Caterpillar, Motorola Mobility, Sears, Navistar Continental Tire, U.S. Cellular, Chrysler and even Groupon all used the ploy to extract tax givebacks of varying sizes from the state. The governor, Pat Quinn, used these occasions to claim he was working hard to keep business in the state.
The irony, of course, is priceless. The state raises tax rates, then trumpets its efforts to offset the loss of economic activity as businesses respond to the higher rates. But the underlying process of funding the state government has been corrupted, as the Journal editorial describes,
"The victims are the thousands of businesses that don't get the favors, and an overall state economy that is less attractive for employers. That's one reason Illinois has ranked 47th of the 50 states in job creation in the last decade, and has lost more private jobs (360,000) than the entire private work force of Delaware...
Illinois is proving what bookshelves full of studies have found: Handing out special favors one business at a time is politically corrupting and an ineffective economic development strategy. A sounder way to create jobs is to provide a welcome tax and regulatory climate for all businesses. Some states, such as Arizona, constitutionally prohibit politicians from granting special favors to a business or citizen."
Today's Journal has a second part to the editorial, reporting that financial market giant CME Group is now threatening to leave the state if it, too, does not receive some special tax relief.
According to the Journal, Illinois' increased tax rate is expected to capture around $6B, of which something like a quarter of a billion dollars is now being forgiven as political favors from the governor.

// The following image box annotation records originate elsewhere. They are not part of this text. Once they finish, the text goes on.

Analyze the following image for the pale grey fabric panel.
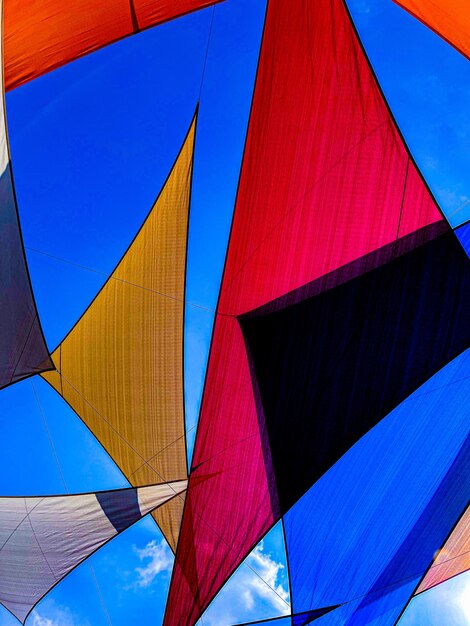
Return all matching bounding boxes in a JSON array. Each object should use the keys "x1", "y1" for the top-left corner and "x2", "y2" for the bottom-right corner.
[{"x1": 0, "y1": 481, "x2": 187, "y2": 622}]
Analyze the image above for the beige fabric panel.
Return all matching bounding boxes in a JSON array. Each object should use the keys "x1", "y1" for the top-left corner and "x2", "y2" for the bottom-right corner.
[
  {"x1": 415, "y1": 507, "x2": 470, "y2": 595},
  {"x1": 40, "y1": 119, "x2": 195, "y2": 550}
]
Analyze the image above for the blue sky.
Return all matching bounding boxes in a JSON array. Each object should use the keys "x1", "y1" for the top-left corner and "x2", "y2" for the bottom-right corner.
[{"x1": 0, "y1": 0, "x2": 470, "y2": 626}]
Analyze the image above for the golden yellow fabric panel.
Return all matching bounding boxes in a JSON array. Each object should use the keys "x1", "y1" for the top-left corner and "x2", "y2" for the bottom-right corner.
[
  {"x1": 395, "y1": 0, "x2": 470, "y2": 59},
  {"x1": 40, "y1": 114, "x2": 195, "y2": 550}
]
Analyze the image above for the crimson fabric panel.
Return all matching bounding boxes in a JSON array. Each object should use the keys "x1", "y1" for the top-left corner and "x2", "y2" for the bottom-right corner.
[
  {"x1": 165, "y1": 0, "x2": 443, "y2": 626},
  {"x1": 284, "y1": 350, "x2": 470, "y2": 626},
  {"x1": 241, "y1": 222, "x2": 470, "y2": 513},
  {"x1": 455, "y1": 223, "x2": 470, "y2": 257},
  {"x1": 4, "y1": 0, "x2": 221, "y2": 91}
]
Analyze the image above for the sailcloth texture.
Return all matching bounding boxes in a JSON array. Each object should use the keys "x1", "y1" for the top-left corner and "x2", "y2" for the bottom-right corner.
[
  {"x1": 4, "y1": 0, "x2": 220, "y2": 91},
  {"x1": 0, "y1": 480, "x2": 187, "y2": 623},
  {"x1": 416, "y1": 507, "x2": 470, "y2": 594},
  {"x1": 40, "y1": 118, "x2": 196, "y2": 549},
  {"x1": 394, "y1": 0, "x2": 470, "y2": 59},
  {"x1": 0, "y1": 1, "x2": 52, "y2": 388},
  {"x1": 164, "y1": 0, "x2": 470, "y2": 626}
]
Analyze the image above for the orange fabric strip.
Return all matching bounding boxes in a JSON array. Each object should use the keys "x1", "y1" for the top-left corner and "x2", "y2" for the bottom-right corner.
[
  {"x1": 4, "y1": 0, "x2": 220, "y2": 91},
  {"x1": 415, "y1": 507, "x2": 470, "y2": 595},
  {"x1": 394, "y1": 0, "x2": 470, "y2": 59}
]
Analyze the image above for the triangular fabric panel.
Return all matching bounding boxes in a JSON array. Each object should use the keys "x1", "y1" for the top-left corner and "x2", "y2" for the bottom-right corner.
[
  {"x1": 4, "y1": 0, "x2": 221, "y2": 91},
  {"x1": 165, "y1": 0, "x2": 468, "y2": 626},
  {"x1": 40, "y1": 119, "x2": 196, "y2": 550},
  {"x1": 237, "y1": 606, "x2": 338, "y2": 626},
  {"x1": 0, "y1": 2, "x2": 52, "y2": 388},
  {"x1": 240, "y1": 222, "x2": 470, "y2": 512},
  {"x1": 0, "y1": 480, "x2": 187, "y2": 623},
  {"x1": 284, "y1": 350, "x2": 470, "y2": 626},
  {"x1": 394, "y1": 0, "x2": 470, "y2": 59},
  {"x1": 416, "y1": 508, "x2": 470, "y2": 594}
]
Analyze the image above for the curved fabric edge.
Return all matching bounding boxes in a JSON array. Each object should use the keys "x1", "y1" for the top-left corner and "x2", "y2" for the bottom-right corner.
[
  {"x1": 0, "y1": 0, "x2": 53, "y2": 389},
  {"x1": 0, "y1": 480, "x2": 187, "y2": 623},
  {"x1": 38, "y1": 111, "x2": 197, "y2": 551}
]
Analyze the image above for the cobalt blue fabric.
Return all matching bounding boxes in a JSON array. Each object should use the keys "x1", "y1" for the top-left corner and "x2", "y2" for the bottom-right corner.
[
  {"x1": 455, "y1": 222, "x2": 470, "y2": 256},
  {"x1": 0, "y1": 164, "x2": 53, "y2": 389},
  {"x1": 284, "y1": 350, "x2": 470, "y2": 626}
]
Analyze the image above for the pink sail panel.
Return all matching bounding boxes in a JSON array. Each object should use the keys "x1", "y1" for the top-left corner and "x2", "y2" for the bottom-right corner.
[
  {"x1": 415, "y1": 507, "x2": 470, "y2": 595},
  {"x1": 165, "y1": 0, "x2": 442, "y2": 626}
]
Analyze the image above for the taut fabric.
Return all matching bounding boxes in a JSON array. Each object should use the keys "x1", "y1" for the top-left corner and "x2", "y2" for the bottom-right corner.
[
  {"x1": 40, "y1": 114, "x2": 196, "y2": 549},
  {"x1": 394, "y1": 0, "x2": 470, "y2": 59},
  {"x1": 0, "y1": 480, "x2": 187, "y2": 622},
  {"x1": 4, "y1": 0, "x2": 221, "y2": 91},
  {"x1": 165, "y1": 0, "x2": 454, "y2": 626},
  {"x1": 0, "y1": 1, "x2": 52, "y2": 388}
]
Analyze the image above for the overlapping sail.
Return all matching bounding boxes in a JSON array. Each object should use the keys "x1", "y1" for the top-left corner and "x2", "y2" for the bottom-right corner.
[
  {"x1": 0, "y1": 480, "x2": 187, "y2": 623},
  {"x1": 0, "y1": 2, "x2": 52, "y2": 388},
  {"x1": 40, "y1": 113, "x2": 196, "y2": 549},
  {"x1": 394, "y1": 0, "x2": 470, "y2": 59},
  {"x1": 165, "y1": 0, "x2": 470, "y2": 626},
  {"x1": 415, "y1": 507, "x2": 470, "y2": 595},
  {"x1": 4, "y1": 0, "x2": 220, "y2": 91}
]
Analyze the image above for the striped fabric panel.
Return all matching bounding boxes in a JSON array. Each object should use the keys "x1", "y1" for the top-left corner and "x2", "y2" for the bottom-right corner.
[
  {"x1": 40, "y1": 113, "x2": 196, "y2": 550},
  {"x1": 0, "y1": 480, "x2": 187, "y2": 622}
]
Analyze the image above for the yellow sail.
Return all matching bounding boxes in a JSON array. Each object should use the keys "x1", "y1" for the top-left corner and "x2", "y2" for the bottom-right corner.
[{"x1": 44, "y1": 118, "x2": 196, "y2": 550}]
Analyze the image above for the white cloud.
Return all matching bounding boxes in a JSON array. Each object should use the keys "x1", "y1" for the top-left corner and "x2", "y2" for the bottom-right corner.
[
  {"x1": 247, "y1": 542, "x2": 289, "y2": 613},
  {"x1": 134, "y1": 539, "x2": 173, "y2": 588},
  {"x1": 200, "y1": 542, "x2": 290, "y2": 626},
  {"x1": 31, "y1": 600, "x2": 89, "y2": 626}
]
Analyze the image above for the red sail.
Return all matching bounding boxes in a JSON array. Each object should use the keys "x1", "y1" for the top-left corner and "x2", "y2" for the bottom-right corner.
[{"x1": 164, "y1": 0, "x2": 441, "y2": 626}]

Is this any way to run a state? Or a country? Because we all know that Congress does exactly the same thing with the federal tax code. Special exemptions are created by Senators and Representatives for businesses which fit suspiciously complicated descriptions which- surprise surprise- result in a company in their state or district enjoying some tax break.
When are citizens, at taxpayers and voters, going to catch on to this bi-partisan scam which saps national economic activity while fostering tens of millions of dollars in economically unproductive lobbying for tax relief?
The net result is to transform what could be simpler, lower-rate tax systems for state and federal governments alike into complicated traps, partial escapes from which are granted by elected politicians in return for various favors- campaign donations, jobs for friends, or public relations events showcasing how the official 'saved' jobs by giving a company a special tax break.
If the tax break was a good economic move, why was the tax rate raised in the first place?
By the way, since it's topical in a political sense this week, Rick Perry's Texas has created more jobs in the past decade than any other state.
It has no state income tax- and, thus, no tax rates from which companies need to spend money to escape. And less political corruption.